それは、「こんなにうまいものがあるのかと感動した」という言葉からはじまる。映画を見て評論をする以外の印象がまったくない松崎さん、着るものは黒で統一しており(選ぶのが面倒だからだろう)、映画以外の理由で旅行に行くこともなさそうな松崎さんが、めずらしく飲食の話などするので、その時点でかなりフリが効いていて、そうかそうか、どんなうまいものを食ったのか、とみんなワクワクして先を待つ。すると彼がこの度はじめて食べたうまいものとは、

「うまい棒 めんたい味」

であった。そんなこったろうと思った。

「いいですかみなさん! ひとつのことに人生を捧げてしまうと! こうなります! 人生の98%くらいを映画に捧げてしまったばっかりに! この人はこんなことに!」

中年も半ばを過ぎて、うまい棒のめんたい味をはじめて食べて感動するというエピソード。それを笑いながらも我がこととして受け止める私の心。近年、ときには「かわいい」とすら称されるタイプの偏り。毒はないがしびれる。自虐のような自尊。なんだかいろんなことを考えてしまう。

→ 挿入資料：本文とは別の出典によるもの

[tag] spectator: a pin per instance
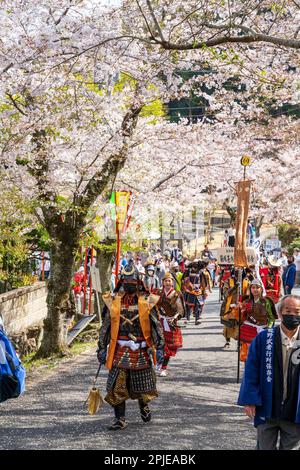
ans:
(231, 235)
(289, 276)
(283, 259)
(297, 263)
(206, 253)
(225, 240)
(270, 391)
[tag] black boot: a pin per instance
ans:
(119, 422)
(145, 411)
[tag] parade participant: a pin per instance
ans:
(206, 253)
(257, 313)
(160, 270)
(225, 273)
(205, 271)
(151, 281)
(229, 309)
(171, 310)
(134, 334)
(177, 276)
(289, 276)
(270, 390)
(194, 287)
(272, 281)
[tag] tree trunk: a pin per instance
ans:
(258, 221)
(104, 263)
(62, 258)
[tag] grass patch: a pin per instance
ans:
(32, 364)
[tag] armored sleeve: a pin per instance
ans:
(104, 336)
(157, 332)
(179, 306)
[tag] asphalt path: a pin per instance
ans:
(196, 408)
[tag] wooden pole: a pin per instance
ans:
(43, 266)
(240, 280)
(91, 283)
(84, 281)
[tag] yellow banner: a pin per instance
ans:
(122, 202)
(243, 193)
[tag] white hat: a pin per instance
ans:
(274, 261)
(256, 282)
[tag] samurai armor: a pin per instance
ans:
(125, 358)
(142, 381)
(112, 375)
(173, 341)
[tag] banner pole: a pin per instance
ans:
(240, 281)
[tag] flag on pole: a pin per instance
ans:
(240, 254)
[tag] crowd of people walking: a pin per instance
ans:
(153, 298)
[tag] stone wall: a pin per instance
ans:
(23, 311)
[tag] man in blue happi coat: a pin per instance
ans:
(270, 390)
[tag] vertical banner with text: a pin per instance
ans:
(243, 193)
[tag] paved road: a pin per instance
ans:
(196, 408)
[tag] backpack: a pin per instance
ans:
(12, 372)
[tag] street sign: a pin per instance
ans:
(245, 160)
(272, 244)
(225, 255)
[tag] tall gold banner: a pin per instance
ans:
(240, 253)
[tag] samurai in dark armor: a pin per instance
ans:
(134, 336)
(171, 310)
(195, 287)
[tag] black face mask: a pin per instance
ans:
(291, 322)
(129, 288)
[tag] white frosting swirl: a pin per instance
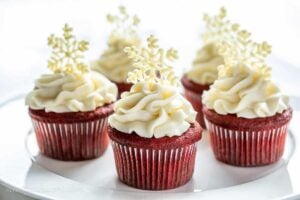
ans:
(204, 70)
(114, 63)
(246, 92)
(65, 93)
(152, 111)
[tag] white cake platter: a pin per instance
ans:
(24, 170)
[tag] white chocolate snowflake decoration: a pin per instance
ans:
(216, 26)
(240, 49)
(67, 53)
(124, 25)
(151, 64)
(234, 44)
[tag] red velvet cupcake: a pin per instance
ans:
(204, 70)
(247, 142)
(155, 163)
(113, 62)
(70, 107)
(153, 129)
(246, 114)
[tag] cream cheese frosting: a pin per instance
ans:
(67, 93)
(152, 111)
(114, 63)
(153, 107)
(246, 92)
(204, 70)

他者のあらゆる経験にいっちょ噛みできる環境に暮らす今において、「えっ、それをまだ経験していないの?」という驚きが強まっているとも言えるし、逆に、体験が個別化しすぎていてお互いの記憶を共有しづらくなっている今において、共通言語としてしっかり機能している「うまい棒 めんたい味」がすごいとも言える。真逆のことを言っている。しかしこれらは階層が違う話だ。

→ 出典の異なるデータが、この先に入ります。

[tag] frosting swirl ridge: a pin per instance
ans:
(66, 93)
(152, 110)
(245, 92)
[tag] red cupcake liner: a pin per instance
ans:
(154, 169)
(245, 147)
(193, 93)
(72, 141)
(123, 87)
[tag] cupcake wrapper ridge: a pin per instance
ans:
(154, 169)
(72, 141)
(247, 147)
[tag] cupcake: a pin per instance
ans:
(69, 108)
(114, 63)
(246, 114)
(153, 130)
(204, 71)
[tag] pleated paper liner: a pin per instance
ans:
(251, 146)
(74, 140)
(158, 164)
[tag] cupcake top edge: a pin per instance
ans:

TikTokで万バズした動画のネタが半年遅れくらいで紅白歌合戦に流れたときに大人たちが「これ流行ったの?」と子どもに聞くと、えっ、今さら? と冷たい反応をされる、みたいなやつとも、構造としてはそんなに離れていない。でも、「うまい棒 めんたい味を生まれてはじめて食べて感動した中年」という内容には、ある種の断絶みたいなものがあまり感じられない。思えば不思議なことだなと思う。根本には、YouTubeの収録スタジオ内に、松崎さんの映画愛に対するスタッフ全員のリスペクトが注ぎ込まれているという前提があって、だからこそ温泉の泡のように暖かくはじける笑いが場に満ちたのだとは思う。

つまりあそこにあったのは、近年、あまり見ることのなくなった、

「それを今まで知らなかったの? →(からの)→ サイコーじゃん」

という展開というか空気だった。私はそれをなんだかすごく尊いと思ってしみじみ2回ほど見てしまった。今わりと切実に、「おかしのまちおか」に行きたい。